Want a Ride (on top of my) Cadillac(s)?
I make more money than…. Calvin Coolidge. Put together.
Lina Lamont in Singin’ in the Rain
Back in the quaint days of 2008, it was a bit of a scandal when John McCain couldn’t remember how many houses he had. Four years later, Mitt Romney is attempting to “connect” with Michigan voters by telling them not just that he drives American, but that, with his overlarge family and so many houses, he’s got all the big three covered, and his long-suffering wife drives a “couple of Cadillacs,” to boot. Power to the people, Mitt.
It seems that the more privileged and out of touch the Republicans turn out to be, the less they care how they sound to ordinary Americans. Mitt and Rick proudly parade their massive litters of children as some totem of properly practiced heterosexuality with little thought to the fact that having children at all has become an unaffordable luxury for many Americans. Having a “special needs” child, as Rick does, is a lot easier when you made a million dollars last year, and to his mind anyway, must justify the fact that he spent about six bucks of this princely income on charity. Romney’s five lil’ chickenhawks aren’t cheap, either, always requiring bigger houses for their expanding broods and forcing him to find them ever-fancier fake jobs. Newt has a big and expensive family, too, especially if you count all the wives and their Tiffany’s accounts. All of them are utterly convinced that their pampered existences are not just well-deserved, but normal.
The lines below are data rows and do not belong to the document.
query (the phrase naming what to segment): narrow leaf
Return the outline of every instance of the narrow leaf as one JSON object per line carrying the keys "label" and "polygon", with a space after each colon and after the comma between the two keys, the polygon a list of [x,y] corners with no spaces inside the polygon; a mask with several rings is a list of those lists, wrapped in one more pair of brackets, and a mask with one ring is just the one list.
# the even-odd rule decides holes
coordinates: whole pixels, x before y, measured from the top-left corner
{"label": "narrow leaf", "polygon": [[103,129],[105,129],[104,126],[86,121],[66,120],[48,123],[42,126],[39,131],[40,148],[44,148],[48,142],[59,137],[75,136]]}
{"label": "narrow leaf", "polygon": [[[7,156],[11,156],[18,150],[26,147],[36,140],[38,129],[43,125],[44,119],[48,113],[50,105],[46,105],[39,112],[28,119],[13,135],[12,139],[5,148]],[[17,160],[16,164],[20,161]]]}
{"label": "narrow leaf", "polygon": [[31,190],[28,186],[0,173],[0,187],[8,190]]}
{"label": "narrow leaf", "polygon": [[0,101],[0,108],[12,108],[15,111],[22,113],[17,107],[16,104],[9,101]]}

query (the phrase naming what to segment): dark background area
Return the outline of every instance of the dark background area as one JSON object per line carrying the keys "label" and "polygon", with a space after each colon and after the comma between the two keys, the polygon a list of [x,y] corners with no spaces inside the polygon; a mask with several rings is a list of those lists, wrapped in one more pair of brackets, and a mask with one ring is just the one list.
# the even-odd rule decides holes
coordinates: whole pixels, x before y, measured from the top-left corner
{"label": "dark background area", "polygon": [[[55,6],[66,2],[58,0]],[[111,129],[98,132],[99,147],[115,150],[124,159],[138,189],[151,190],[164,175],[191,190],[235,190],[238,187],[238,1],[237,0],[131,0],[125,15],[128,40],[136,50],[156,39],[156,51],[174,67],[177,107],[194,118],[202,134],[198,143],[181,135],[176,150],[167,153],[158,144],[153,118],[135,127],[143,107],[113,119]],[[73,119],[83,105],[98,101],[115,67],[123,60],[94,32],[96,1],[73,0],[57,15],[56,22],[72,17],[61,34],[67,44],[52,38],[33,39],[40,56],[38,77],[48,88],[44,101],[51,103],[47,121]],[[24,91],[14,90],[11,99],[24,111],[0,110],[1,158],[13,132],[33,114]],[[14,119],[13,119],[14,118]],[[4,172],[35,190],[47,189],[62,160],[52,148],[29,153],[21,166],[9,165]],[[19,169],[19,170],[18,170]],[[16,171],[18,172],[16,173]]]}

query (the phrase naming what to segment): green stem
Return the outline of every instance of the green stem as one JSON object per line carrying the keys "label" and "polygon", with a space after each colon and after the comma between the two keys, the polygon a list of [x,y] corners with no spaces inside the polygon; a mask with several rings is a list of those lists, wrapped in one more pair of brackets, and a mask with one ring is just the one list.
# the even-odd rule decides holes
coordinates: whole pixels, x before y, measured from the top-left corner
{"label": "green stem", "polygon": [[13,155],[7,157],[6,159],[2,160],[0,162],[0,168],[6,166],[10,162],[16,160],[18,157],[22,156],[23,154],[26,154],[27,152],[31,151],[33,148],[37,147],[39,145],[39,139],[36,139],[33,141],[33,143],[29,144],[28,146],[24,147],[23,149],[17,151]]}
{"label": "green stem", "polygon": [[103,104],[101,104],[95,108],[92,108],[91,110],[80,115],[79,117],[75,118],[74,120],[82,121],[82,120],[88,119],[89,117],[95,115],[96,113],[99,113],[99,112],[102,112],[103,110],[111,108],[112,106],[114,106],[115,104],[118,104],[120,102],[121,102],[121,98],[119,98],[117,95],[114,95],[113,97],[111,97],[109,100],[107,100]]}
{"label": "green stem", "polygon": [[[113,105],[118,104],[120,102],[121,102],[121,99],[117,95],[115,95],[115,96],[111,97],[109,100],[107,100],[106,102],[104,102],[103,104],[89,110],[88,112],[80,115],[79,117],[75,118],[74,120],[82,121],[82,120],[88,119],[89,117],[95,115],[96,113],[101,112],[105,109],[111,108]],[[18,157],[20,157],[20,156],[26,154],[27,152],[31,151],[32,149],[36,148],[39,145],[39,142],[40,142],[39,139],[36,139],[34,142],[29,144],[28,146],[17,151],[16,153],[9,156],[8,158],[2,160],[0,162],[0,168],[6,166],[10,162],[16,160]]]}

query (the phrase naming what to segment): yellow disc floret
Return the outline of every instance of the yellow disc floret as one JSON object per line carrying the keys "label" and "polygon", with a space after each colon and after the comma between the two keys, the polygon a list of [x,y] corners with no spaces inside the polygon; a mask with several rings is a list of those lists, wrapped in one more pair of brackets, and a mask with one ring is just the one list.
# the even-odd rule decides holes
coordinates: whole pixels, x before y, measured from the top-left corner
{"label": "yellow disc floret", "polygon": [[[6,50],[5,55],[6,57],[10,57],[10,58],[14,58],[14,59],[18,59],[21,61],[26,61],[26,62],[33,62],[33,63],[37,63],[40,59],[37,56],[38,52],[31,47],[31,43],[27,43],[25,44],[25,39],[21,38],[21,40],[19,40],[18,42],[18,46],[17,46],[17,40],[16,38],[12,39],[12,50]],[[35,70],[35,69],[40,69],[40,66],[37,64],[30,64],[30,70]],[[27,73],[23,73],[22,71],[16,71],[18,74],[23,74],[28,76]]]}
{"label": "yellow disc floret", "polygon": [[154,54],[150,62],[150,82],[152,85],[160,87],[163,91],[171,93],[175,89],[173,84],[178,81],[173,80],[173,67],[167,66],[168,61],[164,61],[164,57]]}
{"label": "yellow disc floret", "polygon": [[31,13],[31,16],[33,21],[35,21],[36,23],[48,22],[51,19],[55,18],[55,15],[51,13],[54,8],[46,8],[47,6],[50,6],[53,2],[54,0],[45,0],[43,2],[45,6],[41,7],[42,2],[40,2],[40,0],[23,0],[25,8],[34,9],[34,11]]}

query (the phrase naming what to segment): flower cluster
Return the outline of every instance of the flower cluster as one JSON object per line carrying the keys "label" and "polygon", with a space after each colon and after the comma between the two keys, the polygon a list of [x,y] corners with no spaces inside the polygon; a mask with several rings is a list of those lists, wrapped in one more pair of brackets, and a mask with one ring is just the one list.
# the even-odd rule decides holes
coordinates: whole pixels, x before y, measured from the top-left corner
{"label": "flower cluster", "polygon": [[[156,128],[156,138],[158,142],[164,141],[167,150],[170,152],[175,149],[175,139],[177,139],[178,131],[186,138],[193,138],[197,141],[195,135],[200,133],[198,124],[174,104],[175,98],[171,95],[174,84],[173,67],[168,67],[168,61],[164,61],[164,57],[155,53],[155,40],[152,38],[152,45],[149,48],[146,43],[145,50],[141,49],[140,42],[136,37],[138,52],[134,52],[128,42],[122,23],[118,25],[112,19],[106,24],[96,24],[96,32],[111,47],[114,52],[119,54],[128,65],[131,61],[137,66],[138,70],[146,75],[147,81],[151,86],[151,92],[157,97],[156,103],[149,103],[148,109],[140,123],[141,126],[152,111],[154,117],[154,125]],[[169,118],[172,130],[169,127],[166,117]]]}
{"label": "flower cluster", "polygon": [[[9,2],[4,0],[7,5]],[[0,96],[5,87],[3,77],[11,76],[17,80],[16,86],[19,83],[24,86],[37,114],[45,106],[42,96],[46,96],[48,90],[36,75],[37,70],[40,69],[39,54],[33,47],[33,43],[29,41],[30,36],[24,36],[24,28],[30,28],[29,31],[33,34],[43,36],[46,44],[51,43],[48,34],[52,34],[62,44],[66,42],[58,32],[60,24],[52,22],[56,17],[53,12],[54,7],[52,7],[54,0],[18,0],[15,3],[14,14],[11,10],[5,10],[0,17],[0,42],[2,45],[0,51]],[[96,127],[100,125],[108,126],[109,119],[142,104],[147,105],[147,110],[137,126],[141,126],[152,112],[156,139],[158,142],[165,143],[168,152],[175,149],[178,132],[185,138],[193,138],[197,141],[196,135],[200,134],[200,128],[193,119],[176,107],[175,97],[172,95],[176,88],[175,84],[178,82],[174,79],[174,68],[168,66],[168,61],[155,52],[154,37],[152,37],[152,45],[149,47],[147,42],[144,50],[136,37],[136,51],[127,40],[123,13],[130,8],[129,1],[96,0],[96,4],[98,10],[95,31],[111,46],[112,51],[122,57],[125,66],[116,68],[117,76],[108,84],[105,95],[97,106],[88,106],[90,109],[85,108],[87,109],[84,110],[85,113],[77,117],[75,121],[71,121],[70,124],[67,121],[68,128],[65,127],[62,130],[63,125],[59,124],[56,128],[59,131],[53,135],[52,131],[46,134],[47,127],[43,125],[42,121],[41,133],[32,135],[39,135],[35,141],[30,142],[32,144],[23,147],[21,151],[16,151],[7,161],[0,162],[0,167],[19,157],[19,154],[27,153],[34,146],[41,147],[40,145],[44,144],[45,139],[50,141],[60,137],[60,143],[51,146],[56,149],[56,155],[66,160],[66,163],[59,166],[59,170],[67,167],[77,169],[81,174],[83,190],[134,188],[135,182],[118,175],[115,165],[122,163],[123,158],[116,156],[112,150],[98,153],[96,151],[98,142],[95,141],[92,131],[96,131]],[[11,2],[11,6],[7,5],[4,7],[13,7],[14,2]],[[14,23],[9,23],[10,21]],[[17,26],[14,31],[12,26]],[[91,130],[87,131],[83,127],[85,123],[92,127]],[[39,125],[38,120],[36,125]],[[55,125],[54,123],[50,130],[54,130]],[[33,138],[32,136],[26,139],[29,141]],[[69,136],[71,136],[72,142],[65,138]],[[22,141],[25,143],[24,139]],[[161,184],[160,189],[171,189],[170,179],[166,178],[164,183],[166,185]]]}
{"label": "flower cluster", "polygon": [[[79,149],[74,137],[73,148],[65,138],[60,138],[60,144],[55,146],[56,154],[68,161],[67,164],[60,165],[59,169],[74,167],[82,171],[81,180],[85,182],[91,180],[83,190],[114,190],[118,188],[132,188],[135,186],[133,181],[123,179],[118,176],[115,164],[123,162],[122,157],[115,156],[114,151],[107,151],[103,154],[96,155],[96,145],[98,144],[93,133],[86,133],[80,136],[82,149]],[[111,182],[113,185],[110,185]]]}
But really, just a couple decades after St. Ronnie famously lambasted a fictitious welfare queen for driving a single Cadillac, is it smart politics to tell the working classes of the heartland that your wife drives “a couple” of them? By that logic, why not say she’s got a baker’s dozen? Then she’d be a real Job Creator, and Romney might stand a fighting chance in the first of his many home states.
The fact is that none of these guys knows, or more importantly, cares, what life is like for the 99% of people who only wish they could afford one kid, one car, and one wife.